You shared that a few items on your ‘professional bucket list’ are:

to complete two children’s books (short stories)
I started these stories years ago and consequently, I’ve gained more experience and insight since then; so I’d like to pull them out of the box and edit with a newness of insight and relativity. I need an illustrator, though.

to grow your EMDR consulting niche
I am looking forward to becoming credentialed as an EMDRIA consultant in order to encourage and support peers on their journeys toward EMDR certification. I want to help maintain and support the practice and integrity of EMDR and continue building up and contributing to the community.

to work towards becoming an ADHD coach
Having ADHD myself and recognizing the hurdles in my own life, I have a good understanding of ADHD; but I don’t yet have a thorough, disciplined training to help my clients in the best way possible. There is such a need for ADHD treatment. I fortunately came across the opportunity to be an ADHD coach. It sounds really fun.

Can you briefly elaborate on each of these professional goals? See listed above

Can you please elaborate on your respective roles as Provider Experience Specialist and ‘Good Vibes Gathering: Share, Inspire, Grow’ facilitator? 

PES–Soultenders reached out to me and offered me the role of PES (I think almost 2 years ago now). In this role, I reach out to new providers, welcome them to the network and follow up on a monthly basis. During the first three months, I check in with them, reinforce resources as well as direct them to the appropriate group for any questions they may have. Sometimes I can answer them myself; but for the most part they have their PSS (Provider Support Specialist), ongoing support from colleagues and Provider Relations for help as well.

Good Vibes Gathering channel – Soultenders asked if I would do this because they noticed a text I wrote one day and all of the responses and positive interactions among the team. So, I drop a prompt about once a week to incite and inspire conversation around that prompt. It’s meant to build each other up and extend/share community and support.

During our initial conversation, you shared with me the following: “I come from a place of not knowing… I think that’s very powerful”.

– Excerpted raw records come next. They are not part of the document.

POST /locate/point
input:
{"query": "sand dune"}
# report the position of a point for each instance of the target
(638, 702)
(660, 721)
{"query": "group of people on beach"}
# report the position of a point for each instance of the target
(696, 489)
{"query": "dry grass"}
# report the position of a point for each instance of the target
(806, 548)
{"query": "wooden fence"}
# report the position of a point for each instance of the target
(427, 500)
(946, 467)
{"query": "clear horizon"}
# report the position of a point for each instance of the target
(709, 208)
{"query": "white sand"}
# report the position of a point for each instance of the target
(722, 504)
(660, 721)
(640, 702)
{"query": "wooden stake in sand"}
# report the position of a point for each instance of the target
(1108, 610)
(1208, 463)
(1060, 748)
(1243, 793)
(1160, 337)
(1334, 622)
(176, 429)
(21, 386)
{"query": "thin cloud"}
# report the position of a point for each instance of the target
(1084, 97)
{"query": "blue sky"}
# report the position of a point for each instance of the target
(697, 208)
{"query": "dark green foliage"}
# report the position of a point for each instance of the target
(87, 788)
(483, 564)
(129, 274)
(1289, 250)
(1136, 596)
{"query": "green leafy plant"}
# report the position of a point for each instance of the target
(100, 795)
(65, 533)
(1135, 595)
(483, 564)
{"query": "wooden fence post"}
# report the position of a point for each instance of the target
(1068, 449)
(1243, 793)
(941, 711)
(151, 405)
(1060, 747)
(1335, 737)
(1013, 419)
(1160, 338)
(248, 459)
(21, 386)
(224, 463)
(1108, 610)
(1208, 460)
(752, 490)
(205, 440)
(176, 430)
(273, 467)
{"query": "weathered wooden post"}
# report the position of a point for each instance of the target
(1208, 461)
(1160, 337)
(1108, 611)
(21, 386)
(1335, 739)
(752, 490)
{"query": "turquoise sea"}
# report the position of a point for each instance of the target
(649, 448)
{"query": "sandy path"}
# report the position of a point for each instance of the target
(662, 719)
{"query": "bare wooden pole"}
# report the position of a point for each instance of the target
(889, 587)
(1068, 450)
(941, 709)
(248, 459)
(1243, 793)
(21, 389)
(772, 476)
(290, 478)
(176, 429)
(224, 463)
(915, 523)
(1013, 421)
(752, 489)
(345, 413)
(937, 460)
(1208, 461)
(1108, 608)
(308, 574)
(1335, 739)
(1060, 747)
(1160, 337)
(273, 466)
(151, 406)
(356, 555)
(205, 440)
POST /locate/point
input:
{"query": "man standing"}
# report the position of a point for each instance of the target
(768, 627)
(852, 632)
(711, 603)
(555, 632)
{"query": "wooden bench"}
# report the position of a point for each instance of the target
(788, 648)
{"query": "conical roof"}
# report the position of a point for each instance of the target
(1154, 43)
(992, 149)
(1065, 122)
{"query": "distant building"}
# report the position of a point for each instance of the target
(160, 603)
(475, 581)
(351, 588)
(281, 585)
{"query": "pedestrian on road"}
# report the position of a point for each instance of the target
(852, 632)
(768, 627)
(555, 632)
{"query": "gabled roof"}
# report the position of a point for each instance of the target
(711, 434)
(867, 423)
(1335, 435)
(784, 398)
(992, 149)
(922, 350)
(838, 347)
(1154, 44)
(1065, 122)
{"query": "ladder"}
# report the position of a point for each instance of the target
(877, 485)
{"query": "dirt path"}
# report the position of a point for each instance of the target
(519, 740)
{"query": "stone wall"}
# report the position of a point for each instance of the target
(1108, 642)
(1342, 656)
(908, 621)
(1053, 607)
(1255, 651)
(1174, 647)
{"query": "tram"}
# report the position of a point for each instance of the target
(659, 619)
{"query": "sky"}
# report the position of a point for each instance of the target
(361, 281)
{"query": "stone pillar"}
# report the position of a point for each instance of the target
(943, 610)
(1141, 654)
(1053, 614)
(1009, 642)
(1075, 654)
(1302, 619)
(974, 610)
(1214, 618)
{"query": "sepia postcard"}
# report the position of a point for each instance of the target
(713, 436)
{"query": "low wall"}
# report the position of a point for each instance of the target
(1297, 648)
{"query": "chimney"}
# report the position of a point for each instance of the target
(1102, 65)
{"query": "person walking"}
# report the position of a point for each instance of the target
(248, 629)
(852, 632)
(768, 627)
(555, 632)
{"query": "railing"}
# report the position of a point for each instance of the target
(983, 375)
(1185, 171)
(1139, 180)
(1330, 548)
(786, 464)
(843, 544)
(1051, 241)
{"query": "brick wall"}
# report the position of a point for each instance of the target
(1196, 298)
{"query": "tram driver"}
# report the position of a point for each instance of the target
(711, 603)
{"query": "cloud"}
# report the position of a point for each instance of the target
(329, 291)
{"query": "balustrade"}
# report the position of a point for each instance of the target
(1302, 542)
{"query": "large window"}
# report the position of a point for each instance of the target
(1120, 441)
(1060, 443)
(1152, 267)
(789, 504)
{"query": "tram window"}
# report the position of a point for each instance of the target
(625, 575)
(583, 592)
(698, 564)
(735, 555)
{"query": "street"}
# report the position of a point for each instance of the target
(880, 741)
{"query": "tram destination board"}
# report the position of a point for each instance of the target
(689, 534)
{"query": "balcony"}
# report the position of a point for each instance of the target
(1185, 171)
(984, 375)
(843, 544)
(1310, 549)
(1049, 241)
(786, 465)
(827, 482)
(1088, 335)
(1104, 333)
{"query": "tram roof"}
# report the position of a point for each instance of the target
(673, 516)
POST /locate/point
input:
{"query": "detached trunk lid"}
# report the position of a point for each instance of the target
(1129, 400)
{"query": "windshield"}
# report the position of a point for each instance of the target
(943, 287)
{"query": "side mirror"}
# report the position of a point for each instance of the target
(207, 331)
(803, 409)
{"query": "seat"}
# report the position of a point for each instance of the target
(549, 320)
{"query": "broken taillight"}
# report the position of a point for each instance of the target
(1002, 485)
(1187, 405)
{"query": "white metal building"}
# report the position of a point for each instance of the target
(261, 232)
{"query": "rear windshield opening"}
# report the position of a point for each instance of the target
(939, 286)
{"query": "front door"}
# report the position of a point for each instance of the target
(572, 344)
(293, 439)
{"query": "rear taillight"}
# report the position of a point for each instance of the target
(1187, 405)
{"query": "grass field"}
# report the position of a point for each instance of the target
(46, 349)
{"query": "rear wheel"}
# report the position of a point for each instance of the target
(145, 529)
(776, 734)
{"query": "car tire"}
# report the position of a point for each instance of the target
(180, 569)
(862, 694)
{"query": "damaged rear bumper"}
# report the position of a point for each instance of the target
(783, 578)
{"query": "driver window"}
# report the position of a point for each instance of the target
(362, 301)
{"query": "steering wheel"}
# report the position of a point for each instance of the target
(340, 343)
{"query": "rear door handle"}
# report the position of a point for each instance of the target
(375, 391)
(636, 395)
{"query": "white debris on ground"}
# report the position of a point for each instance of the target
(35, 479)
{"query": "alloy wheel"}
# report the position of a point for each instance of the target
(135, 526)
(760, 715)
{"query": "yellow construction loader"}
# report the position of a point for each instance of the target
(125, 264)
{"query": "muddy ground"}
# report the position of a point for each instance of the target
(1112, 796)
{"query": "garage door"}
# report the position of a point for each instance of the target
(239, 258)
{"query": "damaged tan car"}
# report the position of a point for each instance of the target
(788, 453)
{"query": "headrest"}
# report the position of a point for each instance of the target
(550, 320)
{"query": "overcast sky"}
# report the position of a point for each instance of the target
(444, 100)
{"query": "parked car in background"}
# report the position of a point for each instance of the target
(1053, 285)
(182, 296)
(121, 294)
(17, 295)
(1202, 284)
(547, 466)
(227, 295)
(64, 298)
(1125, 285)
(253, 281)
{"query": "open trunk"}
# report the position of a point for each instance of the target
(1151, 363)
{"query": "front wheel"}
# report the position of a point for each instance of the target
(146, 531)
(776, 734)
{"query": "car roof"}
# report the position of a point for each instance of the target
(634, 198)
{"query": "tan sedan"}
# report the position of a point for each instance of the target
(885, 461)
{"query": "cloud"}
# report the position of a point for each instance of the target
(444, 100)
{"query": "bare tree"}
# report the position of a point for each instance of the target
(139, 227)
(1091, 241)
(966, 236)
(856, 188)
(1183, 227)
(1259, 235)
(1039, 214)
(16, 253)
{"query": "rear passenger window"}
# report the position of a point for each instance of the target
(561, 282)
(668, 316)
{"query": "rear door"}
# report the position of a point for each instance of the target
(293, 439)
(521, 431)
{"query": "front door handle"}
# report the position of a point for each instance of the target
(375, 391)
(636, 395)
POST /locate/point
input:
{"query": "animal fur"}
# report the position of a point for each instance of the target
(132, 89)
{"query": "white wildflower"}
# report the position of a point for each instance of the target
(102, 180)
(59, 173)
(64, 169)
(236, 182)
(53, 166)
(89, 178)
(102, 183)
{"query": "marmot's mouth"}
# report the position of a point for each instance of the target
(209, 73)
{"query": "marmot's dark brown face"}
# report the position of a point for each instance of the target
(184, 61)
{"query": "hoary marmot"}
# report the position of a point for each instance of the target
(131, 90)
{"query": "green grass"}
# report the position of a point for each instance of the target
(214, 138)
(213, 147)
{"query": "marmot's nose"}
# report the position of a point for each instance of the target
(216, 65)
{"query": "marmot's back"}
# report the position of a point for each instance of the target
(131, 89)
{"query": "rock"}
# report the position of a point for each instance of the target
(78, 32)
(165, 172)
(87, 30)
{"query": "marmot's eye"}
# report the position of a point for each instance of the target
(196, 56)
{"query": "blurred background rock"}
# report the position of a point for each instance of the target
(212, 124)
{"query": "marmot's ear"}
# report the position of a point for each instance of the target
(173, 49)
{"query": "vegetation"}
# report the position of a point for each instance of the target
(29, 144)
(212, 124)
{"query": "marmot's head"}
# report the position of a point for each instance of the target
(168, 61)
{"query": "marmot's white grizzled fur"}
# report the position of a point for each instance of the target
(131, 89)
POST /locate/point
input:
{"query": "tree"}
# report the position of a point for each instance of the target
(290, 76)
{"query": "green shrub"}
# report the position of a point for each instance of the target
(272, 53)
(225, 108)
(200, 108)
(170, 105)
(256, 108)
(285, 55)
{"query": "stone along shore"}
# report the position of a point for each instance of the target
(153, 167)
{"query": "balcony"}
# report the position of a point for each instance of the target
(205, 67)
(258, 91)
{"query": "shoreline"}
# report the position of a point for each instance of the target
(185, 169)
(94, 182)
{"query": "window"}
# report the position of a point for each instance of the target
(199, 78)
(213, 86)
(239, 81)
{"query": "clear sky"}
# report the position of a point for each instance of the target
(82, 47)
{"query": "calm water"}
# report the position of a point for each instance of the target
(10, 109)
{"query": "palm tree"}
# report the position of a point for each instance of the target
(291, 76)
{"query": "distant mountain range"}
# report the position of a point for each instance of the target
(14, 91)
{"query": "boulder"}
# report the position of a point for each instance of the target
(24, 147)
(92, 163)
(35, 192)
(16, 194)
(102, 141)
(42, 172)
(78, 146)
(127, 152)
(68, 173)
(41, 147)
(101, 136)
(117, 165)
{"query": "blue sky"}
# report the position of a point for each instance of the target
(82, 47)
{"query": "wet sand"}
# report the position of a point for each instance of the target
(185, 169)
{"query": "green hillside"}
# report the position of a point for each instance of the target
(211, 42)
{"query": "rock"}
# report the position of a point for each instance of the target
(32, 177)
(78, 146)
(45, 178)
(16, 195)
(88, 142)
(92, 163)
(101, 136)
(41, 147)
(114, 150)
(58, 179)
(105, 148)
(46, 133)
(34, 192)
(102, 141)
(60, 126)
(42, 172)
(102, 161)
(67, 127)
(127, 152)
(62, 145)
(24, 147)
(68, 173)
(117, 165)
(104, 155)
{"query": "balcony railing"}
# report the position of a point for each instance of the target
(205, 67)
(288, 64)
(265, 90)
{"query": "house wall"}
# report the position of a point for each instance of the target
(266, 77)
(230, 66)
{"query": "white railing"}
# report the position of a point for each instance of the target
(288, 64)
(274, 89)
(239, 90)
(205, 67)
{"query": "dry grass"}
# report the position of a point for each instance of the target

What does this mean to you? 

As therapists, of course we know stuff. We know how to be therapists legally, ethically and therapeutically.
But more deeply, if I come from a place of not knowing, I can be curious, unbiased, accepting and empathetic. If I think I know what the client needs and wants I’m creating my story, rather than allowing them to create and discover their own story. This is for all clients- individual, couples, LGBTQI and people of color. If I come from a place of not knowing I can have a heart of learning so that I can be more apt to offer help as their therapist. It allows me to step back and ask questions and notice differences. I believe this empowers the client and builds trust. With couples, if I come from a place of not knowing, I can hold hope for couples instead of transferring or projecting my own failed relationship experiences on them. An interesting domain is spirituality and religion. As a previous Christian (no longer practicing), I connect to the idea that rather than judge my clients who are religious I can rest in their presence and allow them to embrace their beliefs for comfort and resourcing.  If I come from a place of not knowing I can BE with THEM and not project myself onto them.

16. What are your hobbies/interests? How do you decompress?

Turning off my computer, walking, doing floor exercises, yoga, watching movies, listening to music and spending quality time with an individual friend or family member are things I love to do. Having loving, introspective conversations  while sitting on the floor with my grand kids is also amazing.   I also love taking road trips, hitting the road (impromptu), stopping for snacks, listening to music or podcasts, seeing the sites, drinking coffee – alone or with someone. I like myself enough to do things on my own; I kind of like the adventure.